Anonymous Coward | more than 3 years ago | (#32644828)

It is simple,

FCC to NBC/Comcast: you two want to merge? well guess what you need to agree to our Net neutrality provisions or we will NEVER let you two merge...

Govenor David Patterson supports the merger?! (1)

areusche (1297613) | more than 3 years ago | (#32644832)

Why would New York Governor David Patterson support a merger between two companies primarily invested in video entertainment?

Re:Govenor David Patterson supports the merger?! (2, Funny)

h4rr4r (612664) | more than 3 years ago | (#32645024)

Maybe he has the vision to see what such a merger would mean? He can clearly see that this could change the market in a big way.

Considering what Comcast did to TechTV... (2, Funny)

leonbev (111395) | more than 3 years ago | (#32644900)

Do you really want these guys taking over several major TV networks?

They would probably cancel all of the news shows, and replace them video game reviews and badly edited Star Trek reruns.

Re:Considering what Comcast did to TechTV... (1)

nine-times (778537) | more than 3 years ago | (#32645296)

Are there any real news shows left on TV? I know there are multiple 24-hour "News" channels and plenty of "News" shows, but do any actually engage in responsible reporting?

Re:Considering what Comcast did to TechTV... (1)

tepples (727027) | more than 3 years ago | (#32645350)

They would probably cancel all of the news shows

As far as I can remember, the FCC requires broadcast TV stations to carry news and E/I broadcasts. Or are you trying to say NBC will move to cable?

Re:Considering what Comcast did to TechTV... (1)

Herkum01 (592704) | more than 3 years ago | (#32645412)

> >They would probably cancel all of the news shows, and replace them video game reviews and badly edited Star Trek reruns. >

You make it sound like this is a bad thing!

Comcast Sports Net Chicago is good but that is onl (1)

Joe The Dragon (967727) | more than 3 years ago | (#32644912)

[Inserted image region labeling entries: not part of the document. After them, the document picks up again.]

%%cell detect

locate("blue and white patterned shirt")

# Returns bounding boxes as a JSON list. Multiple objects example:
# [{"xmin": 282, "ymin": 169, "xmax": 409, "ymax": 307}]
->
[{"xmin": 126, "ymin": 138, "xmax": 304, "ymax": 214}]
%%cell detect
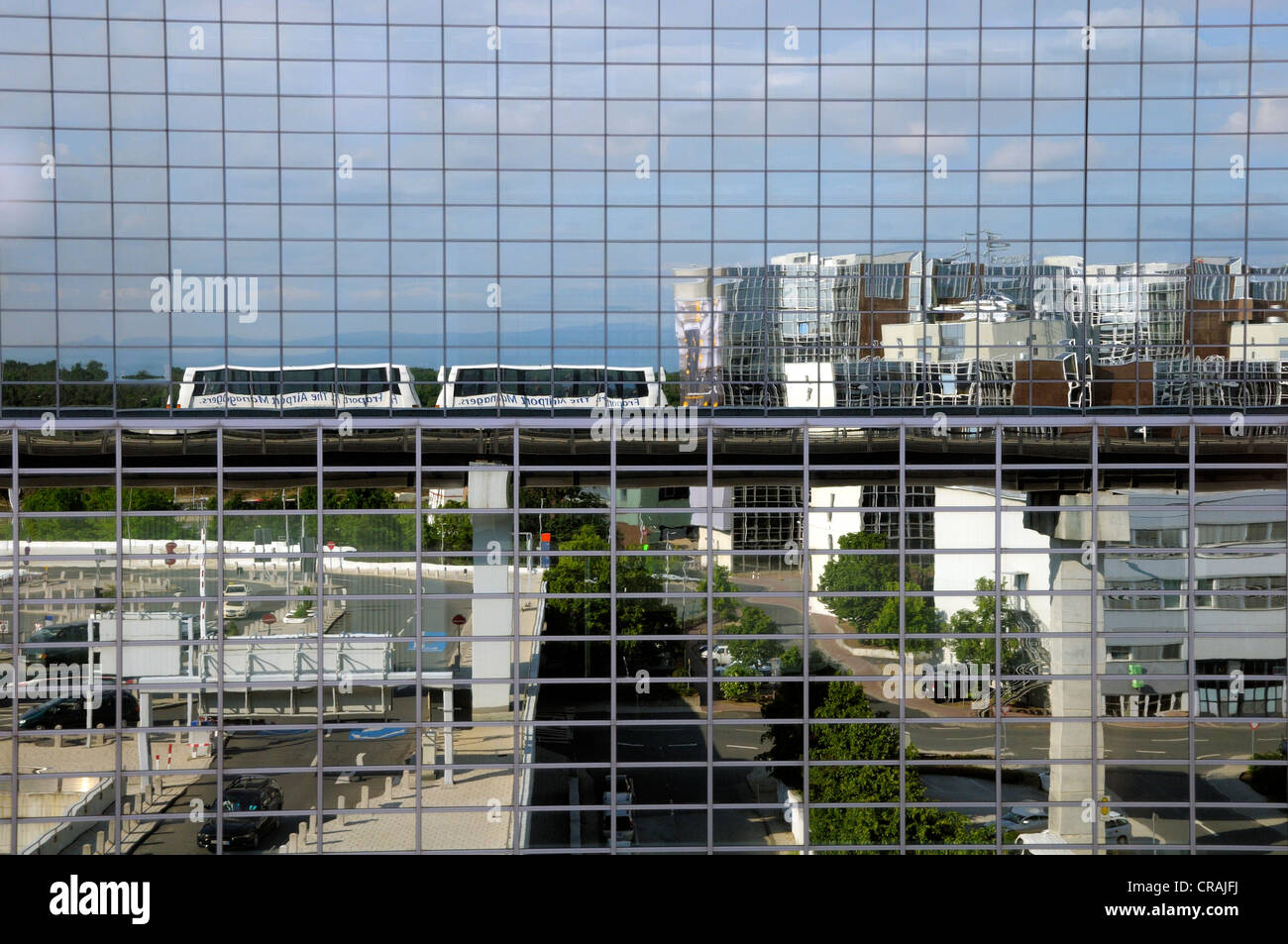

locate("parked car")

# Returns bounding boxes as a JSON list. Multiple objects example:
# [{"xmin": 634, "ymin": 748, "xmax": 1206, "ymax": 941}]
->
[
  {"xmin": 18, "ymin": 689, "xmax": 139, "ymax": 731},
  {"xmin": 224, "ymin": 583, "xmax": 250, "ymax": 619},
  {"xmin": 197, "ymin": 776, "xmax": 282, "ymax": 851},
  {"xmin": 1002, "ymin": 806, "xmax": 1051, "ymax": 834},
  {"xmin": 600, "ymin": 812, "xmax": 635, "ymax": 846},
  {"xmin": 1105, "ymin": 810, "xmax": 1130, "ymax": 846},
  {"xmin": 1015, "ymin": 829, "xmax": 1073, "ymax": 855}
]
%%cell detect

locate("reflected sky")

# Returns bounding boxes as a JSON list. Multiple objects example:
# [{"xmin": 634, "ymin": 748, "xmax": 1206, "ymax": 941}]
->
[{"xmin": 0, "ymin": 0, "xmax": 1288, "ymax": 376}]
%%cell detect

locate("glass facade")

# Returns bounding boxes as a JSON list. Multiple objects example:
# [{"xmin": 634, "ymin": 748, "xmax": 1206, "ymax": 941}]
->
[{"xmin": 0, "ymin": 0, "xmax": 1288, "ymax": 855}]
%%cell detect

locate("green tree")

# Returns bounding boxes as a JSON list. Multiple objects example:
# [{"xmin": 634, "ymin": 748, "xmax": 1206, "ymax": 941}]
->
[
  {"xmin": 819, "ymin": 531, "xmax": 944, "ymax": 652},
  {"xmin": 519, "ymin": 488, "xmax": 608, "ymax": 548},
  {"xmin": 808, "ymin": 682, "xmax": 993, "ymax": 853},
  {"xmin": 948, "ymin": 577, "xmax": 1022, "ymax": 675},
  {"xmin": 866, "ymin": 582, "xmax": 944, "ymax": 652},
  {"xmin": 546, "ymin": 524, "xmax": 679, "ymax": 664},
  {"xmin": 421, "ymin": 501, "xmax": 474, "ymax": 563},
  {"xmin": 818, "ymin": 531, "xmax": 899, "ymax": 632}
]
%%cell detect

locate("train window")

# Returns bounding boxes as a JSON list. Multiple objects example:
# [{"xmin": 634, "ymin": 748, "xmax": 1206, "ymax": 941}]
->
[
  {"xmin": 605, "ymin": 370, "xmax": 648, "ymax": 399},
  {"xmin": 192, "ymin": 369, "xmax": 226, "ymax": 396},
  {"xmin": 454, "ymin": 367, "xmax": 496, "ymax": 396},
  {"xmin": 550, "ymin": 367, "xmax": 595, "ymax": 399},
  {"xmin": 282, "ymin": 367, "xmax": 335, "ymax": 393},
  {"xmin": 228, "ymin": 367, "xmax": 255, "ymax": 396},
  {"xmin": 498, "ymin": 367, "xmax": 528, "ymax": 396},
  {"xmin": 339, "ymin": 367, "xmax": 385, "ymax": 396}
]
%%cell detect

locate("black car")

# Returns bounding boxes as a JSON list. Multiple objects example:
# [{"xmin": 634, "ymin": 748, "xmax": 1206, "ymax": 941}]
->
[
  {"xmin": 27, "ymin": 619, "xmax": 89, "ymax": 669},
  {"xmin": 197, "ymin": 777, "xmax": 282, "ymax": 853},
  {"xmin": 18, "ymin": 689, "xmax": 139, "ymax": 731}
]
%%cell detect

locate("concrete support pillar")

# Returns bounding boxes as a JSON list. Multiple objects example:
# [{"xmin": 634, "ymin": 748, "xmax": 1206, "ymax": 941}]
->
[
  {"xmin": 469, "ymin": 463, "xmax": 514, "ymax": 711},
  {"xmin": 1047, "ymin": 558, "xmax": 1100, "ymax": 844},
  {"xmin": 136, "ymin": 690, "xmax": 153, "ymax": 770},
  {"xmin": 443, "ymin": 687, "xmax": 456, "ymax": 787}
]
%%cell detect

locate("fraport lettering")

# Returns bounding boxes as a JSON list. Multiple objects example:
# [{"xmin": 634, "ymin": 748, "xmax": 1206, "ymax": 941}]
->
[{"xmin": 49, "ymin": 875, "xmax": 152, "ymax": 924}]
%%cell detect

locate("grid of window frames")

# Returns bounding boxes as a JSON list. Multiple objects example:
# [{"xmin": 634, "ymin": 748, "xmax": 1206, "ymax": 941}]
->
[
  {"xmin": 0, "ymin": 417, "xmax": 1288, "ymax": 855},
  {"xmin": 0, "ymin": 0, "xmax": 1288, "ymax": 412}
]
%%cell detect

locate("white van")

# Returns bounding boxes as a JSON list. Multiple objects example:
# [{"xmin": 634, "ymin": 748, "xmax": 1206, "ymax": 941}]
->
[{"xmin": 1015, "ymin": 829, "xmax": 1073, "ymax": 855}]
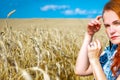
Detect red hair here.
[103,0,120,75]
[111,45,120,75]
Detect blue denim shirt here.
[100,45,120,80]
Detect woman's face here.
[103,10,120,44]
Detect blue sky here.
[0,0,108,18]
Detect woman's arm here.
[117,75,120,80]
[75,16,101,75]
[75,33,92,75]
[88,40,107,80]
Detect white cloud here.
[63,8,101,15]
[40,5,69,11]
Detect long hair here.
[103,0,120,75]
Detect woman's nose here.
[109,25,115,34]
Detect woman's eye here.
[105,25,110,28]
[113,20,120,26]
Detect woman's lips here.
[111,36,118,40]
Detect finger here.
[96,15,102,20]
[96,40,101,49]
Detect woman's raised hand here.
[88,40,102,60]
[87,16,102,35]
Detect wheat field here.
[0,19,108,80]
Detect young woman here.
[75,0,120,80]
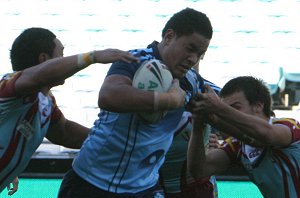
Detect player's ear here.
[254,102,264,114]
[164,29,176,44]
[39,53,51,63]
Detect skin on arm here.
[15,49,138,95]
[7,177,19,195]
[187,115,230,179]
[192,86,292,146]
[46,115,90,149]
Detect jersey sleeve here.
[273,118,300,142]
[220,137,241,162]
[0,72,22,98]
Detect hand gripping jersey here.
[160,111,219,198]
[73,42,219,195]
[222,118,300,198]
[0,72,61,192]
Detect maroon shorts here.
[165,178,214,198]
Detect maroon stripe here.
[0,137,26,184]
[274,149,300,197]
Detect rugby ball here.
[132,59,173,124]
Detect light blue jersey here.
[73,42,216,194]
[0,72,61,192]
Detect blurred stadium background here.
[0,0,300,197]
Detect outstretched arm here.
[187,113,230,179]
[7,177,19,195]
[98,75,185,113]
[15,49,138,95]
[46,115,90,149]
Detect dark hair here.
[10,28,56,71]
[162,8,213,39]
[220,76,274,117]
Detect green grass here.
[0,178,263,198]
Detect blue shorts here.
[58,169,164,198]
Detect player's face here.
[52,38,64,58]
[161,30,210,78]
[222,91,256,115]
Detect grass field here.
[0,178,263,198]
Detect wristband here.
[77,51,95,68]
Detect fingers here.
[204,84,215,93]
[121,52,140,63]
[7,177,19,195]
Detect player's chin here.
[173,70,187,79]
[57,80,65,85]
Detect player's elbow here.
[187,163,204,179]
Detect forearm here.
[22,55,89,86]
[61,120,90,149]
[214,105,272,142]
[98,76,154,113]
[98,75,185,113]
[187,118,206,179]
[46,117,90,149]
[208,115,258,144]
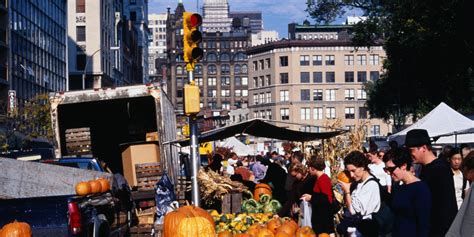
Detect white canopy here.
[221,137,255,156]
[388,102,474,145]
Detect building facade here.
[8,0,67,102]
[148,13,168,81]
[247,39,391,136]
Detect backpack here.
[365,178,395,234]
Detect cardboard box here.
[122,143,160,187]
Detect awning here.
[169,119,346,146]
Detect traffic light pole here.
[188,71,201,207]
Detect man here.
[405,129,457,236]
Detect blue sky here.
[148,0,357,38]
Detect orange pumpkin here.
[0,221,31,237]
[337,171,351,183]
[217,230,234,237]
[97,178,110,193]
[253,184,272,202]
[267,217,281,234]
[89,180,102,193]
[76,182,91,196]
[296,226,316,237]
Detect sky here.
[148,0,360,38]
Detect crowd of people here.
[203,129,474,237]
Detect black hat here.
[405,129,431,147]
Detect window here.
[370,71,380,81]
[300,55,309,66]
[344,72,354,82]
[344,107,355,119]
[369,54,379,65]
[344,55,354,65]
[359,107,368,119]
[357,71,367,82]
[76,0,86,12]
[313,55,323,66]
[207,64,217,74]
[301,89,311,101]
[357,55,367,65]
[300,72,309,83]
[326,55,336,65]
[344,89,354,100]
[280,56,288,67]
[280,108,290,120]
[325,89,336,101]
[300,107,311,120]
[370,125,380,136]
[207,77,217,86]
[326,107,336,119]
[313,72,323,83]
[221,64,230,74]
[280,90,290,102]
[313,107,323,120]
[280,72,288,84]
[313,89,323,101]
[76,26,86,41]
[326,72,336,83]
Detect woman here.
[301,156,334,234]
[383,148,431,237]
[337,151,381,237]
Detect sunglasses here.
[383,166,398,174]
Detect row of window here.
[176,64,248,75]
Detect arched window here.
[221,64,230,74]
[234,52,247,61]
[207,64,217,74]
[221,53,230,62]
[176,66,183,75]
[234,64,241,74]
[206,53,217,62]
[194,65,202,74]
[241,64,249,73]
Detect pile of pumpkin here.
[76,178,110,196]
[0,221,31,237]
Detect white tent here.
[388,102,474,145]
[221,137,255,156]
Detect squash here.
[97,178,110,193]
[253,183,272,202]
[0,221,31,237]
[76,182,91,196]
[296,226,316,237]
[89,180,102,193]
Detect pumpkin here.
[296,226,316,237]
[76,182,91,196]
[267,217,281,234]
[97,178,110,193]
[0,221,31,237]
[89,180,102,193]
[176,216,216,237]
[337,171,351,183]
[217,230,234,237]
[253,184,272,202]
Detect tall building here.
[247,37,391,136]
[148,13,168,81]
[0,0,10,118]
[202,0,232,33]
[8,0,67,102]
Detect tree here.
[307,0,474,128]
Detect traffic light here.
[183,12,204,68]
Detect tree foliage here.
[307,0,474,122]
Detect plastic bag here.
[300,200,312,227]
[155,173,176,224]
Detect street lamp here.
[82,46,120,90]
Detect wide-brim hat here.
[405,129,431,147]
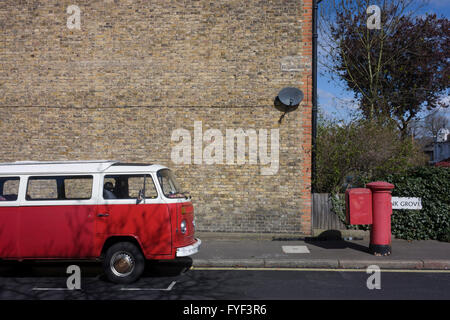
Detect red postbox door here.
[345,188,372,225]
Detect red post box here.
[345,188,372,225]
[367,181,394,256]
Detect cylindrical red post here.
[367,181,395,256]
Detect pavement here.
[191,232,450,270]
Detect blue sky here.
[317,0,450,119]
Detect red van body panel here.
[0,207,20,259]
[0,202,196,259]
[95,204,172,259]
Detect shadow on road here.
[305,230,369,254]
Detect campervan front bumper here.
[177,239,202,257]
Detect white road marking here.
[120,281,177,291]
[32,288,79,291]
[281,246,310,253]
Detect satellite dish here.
[274,87,304,123]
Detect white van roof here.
[0,160,167,175]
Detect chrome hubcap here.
[110,252,134,277]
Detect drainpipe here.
[311,0,322,192]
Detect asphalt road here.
[0,261,450,300]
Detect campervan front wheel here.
[103,242,145,284]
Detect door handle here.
[97,213,109,217]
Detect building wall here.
[0,0,312,234]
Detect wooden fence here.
[312,193,345,230]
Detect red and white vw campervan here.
[0,161,201,283]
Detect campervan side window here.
[0,177,20,201]
[103,174,158,199]
[26,176,93,201]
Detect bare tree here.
[319,0,450,135]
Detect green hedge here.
[384,167,450,241]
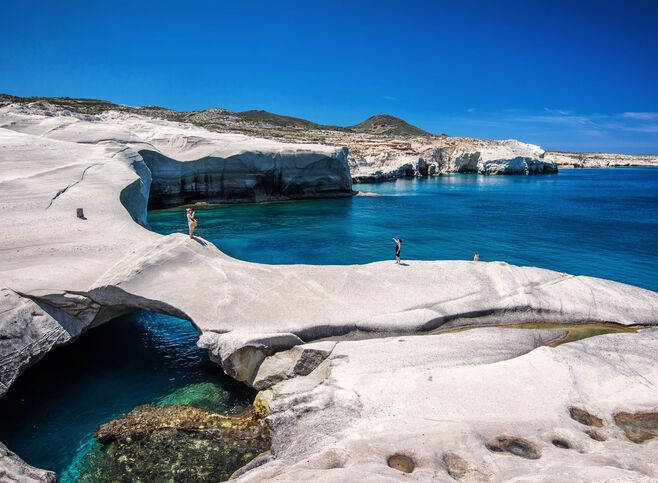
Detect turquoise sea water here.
[149,168,658,290]
[0,168,658,481]
[0,313,254,482]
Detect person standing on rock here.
[186,208,197,238]
[393,238,402,265]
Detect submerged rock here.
[81,405,270,482]
[0,443,57,483]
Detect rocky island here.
[0,100,658,481]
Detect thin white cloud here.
[622,112,658,121]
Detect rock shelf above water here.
[0,105,658,480]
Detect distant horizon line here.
[0,92,658,156]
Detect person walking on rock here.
[393,238,402,265]
[186,208,197,238]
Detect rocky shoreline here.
[0,101,658,481]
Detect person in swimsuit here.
[186,208,197,238]
[393,238,402,264]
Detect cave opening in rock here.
[0,312,255,481]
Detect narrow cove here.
[0,312,255,482]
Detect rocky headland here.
[0,94,658,185]
[0,97,658,481]
[548,151,658,168]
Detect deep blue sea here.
[0,168,658,481]
[149,168,658,290]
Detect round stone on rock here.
[387,454,416,473]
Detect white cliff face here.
[0,108,658,481]
[0,443,57,483]
[550,151,658,168]
[349,137,557,182]
[0,106,352,207]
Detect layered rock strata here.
[548,151,658,168]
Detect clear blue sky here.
[0,0,658,153]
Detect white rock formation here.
[0,111,658,479]
[240,328,658,482]
[0,443,57,483]
[349,138,557,182]
[0,106,352,206]
[548,151,658,168]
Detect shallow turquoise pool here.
[0,168,658,481]
[0,312,255,482]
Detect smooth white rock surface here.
[240,328,658,482]
[0,108,658,478]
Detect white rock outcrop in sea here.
[0,111,658,481]
[549,151,658,168]
[0,443,57,483]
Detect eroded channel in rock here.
[0,312,258,482]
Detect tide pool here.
[149,168,658,290]
[0,312,255,482]
[0,168,658,481]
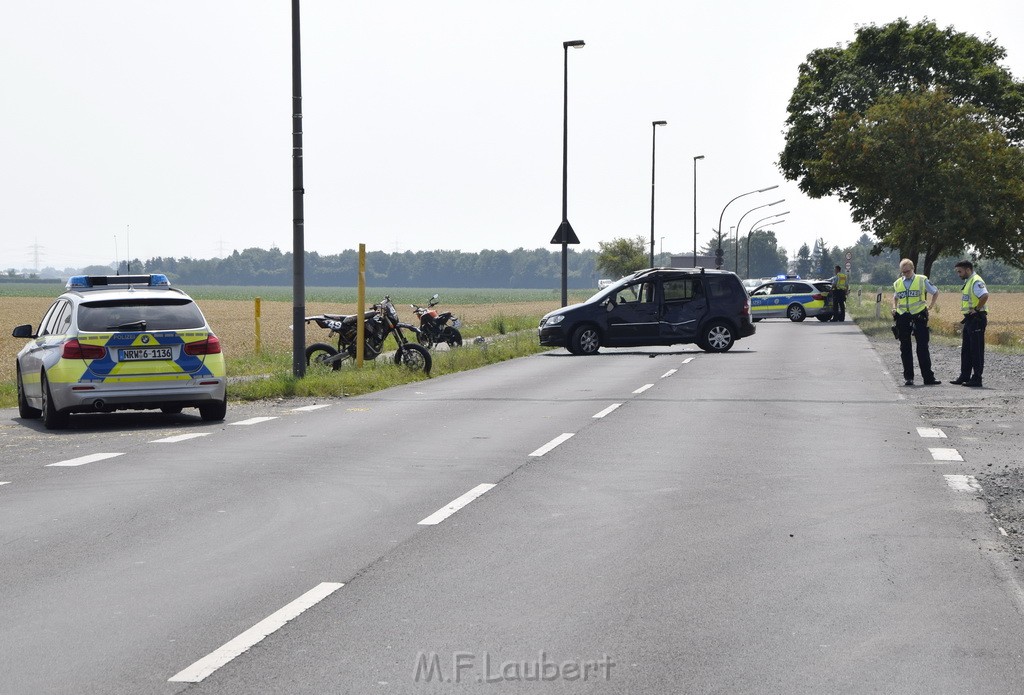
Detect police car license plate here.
[121,347,174,362]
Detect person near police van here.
[828,265,850,321]
[952,261,988,386]
[893,258,942,386]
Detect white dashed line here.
[928,448,964,461]
[419,483,495,526]
[46,451,124,466]
[529,432,575,457]
[942,475,981,492]
[150,432,210,444]
[593,403,622,419]
[231,417,276,425]
[168,581,345,683]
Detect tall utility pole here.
[292,0,306,379]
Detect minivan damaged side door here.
[605,280,660,345]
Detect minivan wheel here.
[569,325,601,355]
[699,321,736,352]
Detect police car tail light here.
[60,338,106,359]
[185,336,220,355]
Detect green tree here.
[597,236,649,278]
[779,19,1024,272]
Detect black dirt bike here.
[410,295,462,348]
[306,295,431,374]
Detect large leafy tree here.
[597,236,648,279]
[779,19,1024,272]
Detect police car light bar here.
[65,272,171,290]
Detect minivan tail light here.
[185,335,220,355]
[60,338,106,359]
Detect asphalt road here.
[0,321,1024,694]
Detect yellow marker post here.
[256,297,262,354]
[355,244,367,366]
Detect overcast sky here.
[0,0,1024,269]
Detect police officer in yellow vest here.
[952,261,988,386]
[893,258,942,386]
[828,265,850,321]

Comcast Sports Net Chicago / Comcast Sports Net Chicago + and + 2 is good but that is the only comcast channel that spend much time viewing comcast only owns 20% of it. I did see the NHL plays offs on VS but that is small next to most of the other carp on that channel. G4 has some good VOD stuff but Comcarp killed most of the good stuff there.

Agree with the FCC (2, Interesting)

DaMattster (977781) | more than 3 years ago | (#32644982)

Given Comcast's strong anti-net neutrality stance and propsensity towards censorship, I agree with the FCC. The merger should be blocked because it does not serve a really good purpose. It just creates a giant media conglomerate with far reaching arms into government. Comcast and NBC Universal should remain separate entities.

Re:Agree with the FCC (0)

Anonymous Coward | more than 3 years ago | (#32645072)

Comcast and NBC Universal should remain separate entities.

they would be... under an NBCComcast / ComcastNBC umbrella.

Re:Agree with the FCC (1)

JoeRandomHacker (983775) | more than 3 years ago | (#32645736)

Comcast and NBC Universal should remain separate entities.

they would be... under an NBCComcast / ComcastNBC umbrella.

However, Comcast would own a majority of the new company, so they get to set the agenda. They already do this in partnerships (or Joint Ventures) with other companies, including mine.

What about the FCC? (1)

bonch (38532) | more than 3 years ago | (#32645444)

In a letter sent to the FCC Monday (PDF), the groups argue the new $30 billion entity would have unprecedented control over the media landscape, raising antitrust concerns.

The same FCC that's trying to regain control of the internet and tax major websites? Where are the concerns over that?